In the process of dynamic and fundamental changes to business operations, Slovenia can be defined as a success story. After all, we boast some of the most important characteristics that are of essential to succeed in the described conditions: a regulated infrastructure environment, well-functioning and stable public systems, a stable and development-focused political situation, numerous innovative individuals and companies, a quality education system, and diverse research activities.

Lately, we have brought together all these advantages in a single effort, which is summed up nicely by the slogan, "Slovenia, a green reference country in the digital Europe." The slogan encompasses respect for the environment, high quality of life, and the digital future of Europe.

As Prime Minister I emphasized the importance of transitioning to a sustainable economy, which is being established in the European Union by means of the circular economy concept. As stated, this will be one of the important topics in the foreign policy during our presidency in the Council of the European Union. We want Slovenia to become a regional hub for the development of a circular economy.

How are tourism (mainly with I feel Slovenia) and economic diplomacy connected? Do the two concepts support each other?

Tourism is becoming an increasingly important branch of economy in the green Slovenia. We want tourists to visit all the different parts of our beautiful country. Our vision is clear. Slovenia is striving to become a green, active and healthy destination of five-star experiences. In other words, "Slovenia is a green boutique global destination for high-end visitors seeking diverse and active experiences, peace, and personal benefits." Our embassies are proactive in presenting Slovenia as such at various summits, on social media, at different protocol and promotional events by promoting our natural landmarks, cultural attractions and events, cuisine and beverages, as well as various wellness activities and sports.

To what extent is our membership in the European Union increasing-or reducing-the efficiency of Slovenian economic diplomacy?

The European Union is our home, our living and working environment as well as our safe haven. Most of our external and commercial business exchange is with other EU member states-as much as 80 percent of it. As one of the active and constructive members of the EU, Slovenia strives to contribute to a stable, solidary, free and tightly interconnected European Union, which is an important player in the international arena.

Even in the case of Brexit, Slovenia sought constructive solutions that would benefit both the EU and the UK.

We want to disperse our commodity flow, which is why we are also in favour of entering free-market agreements between the EU and third countries with hidden potential. 

Do you still see room for improvement?
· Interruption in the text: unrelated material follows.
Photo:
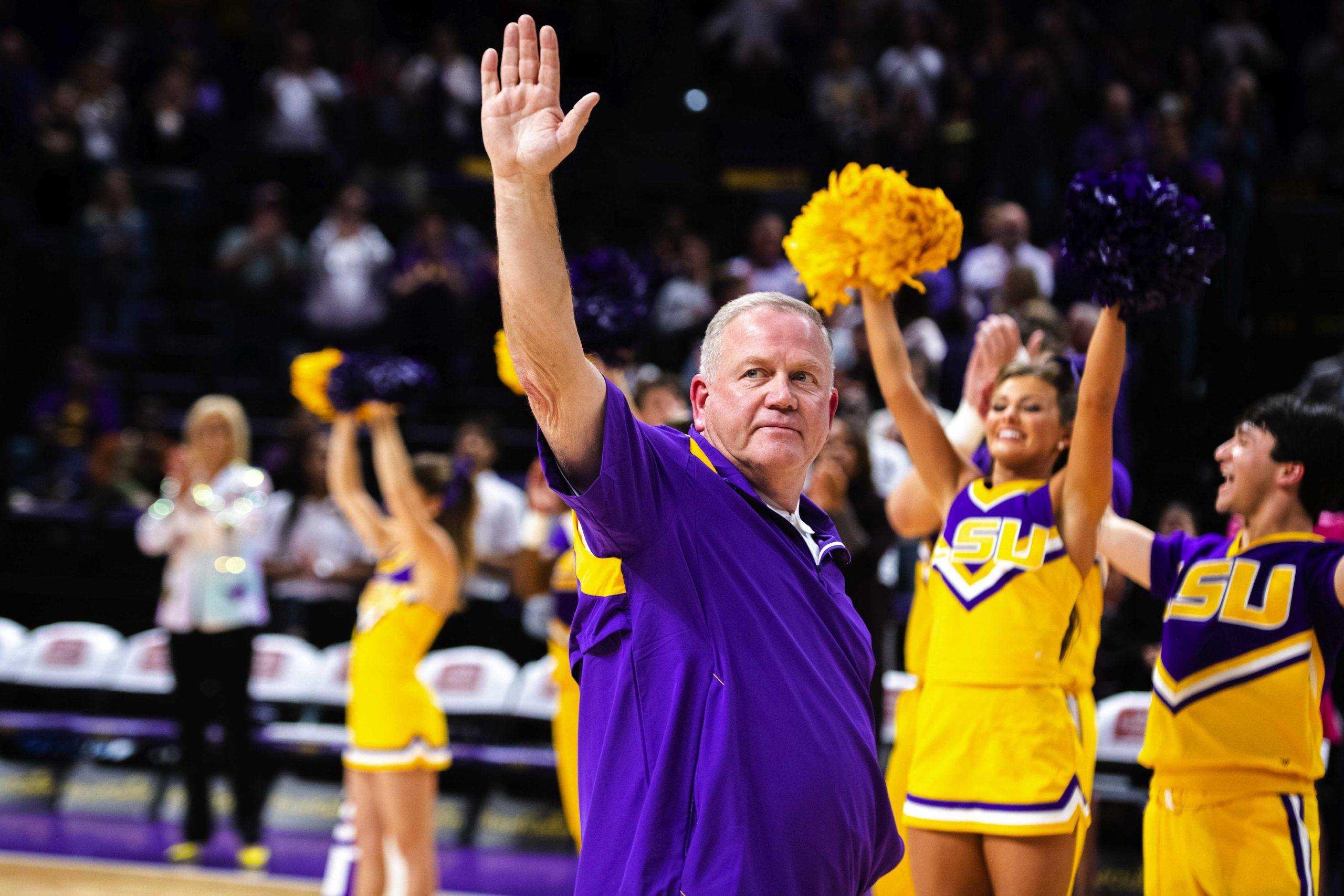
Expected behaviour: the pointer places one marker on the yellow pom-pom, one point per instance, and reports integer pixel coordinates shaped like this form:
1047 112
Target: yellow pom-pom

How else could Slovenia achieve a more efficient and powerful economic diplomacy?

In the past decade, economic diplomacy has gained in importance, especially so during the crisis. I want to expand the network of economic advisors at our diplomatic missions and consular posts abroad. This will benefit our economy and provide extra support, especially due to the expansion of our services and the geographic scope of our companies' operations abroad. Despite the limitations in human resources and finance, the Ministry of Foreign Affairs was successful in adapting and bringing innovation.

Our joint activities will focus on establishing and strengthening international connections, as well as promoting innovative achievements of Slovenian companies and the high level of Slovenian knowledge. A special focus will be place on our future activities: digitalization and artificial intelligence, green mobility, nanotechnology, and the promotion of circular economy. 

I will continue to encourage the internationalization of small and mid-sized companies and the internationalization of science, technology and innovation. And last but not least, we will take care of strengthening the image of our country and brand-Slovenia.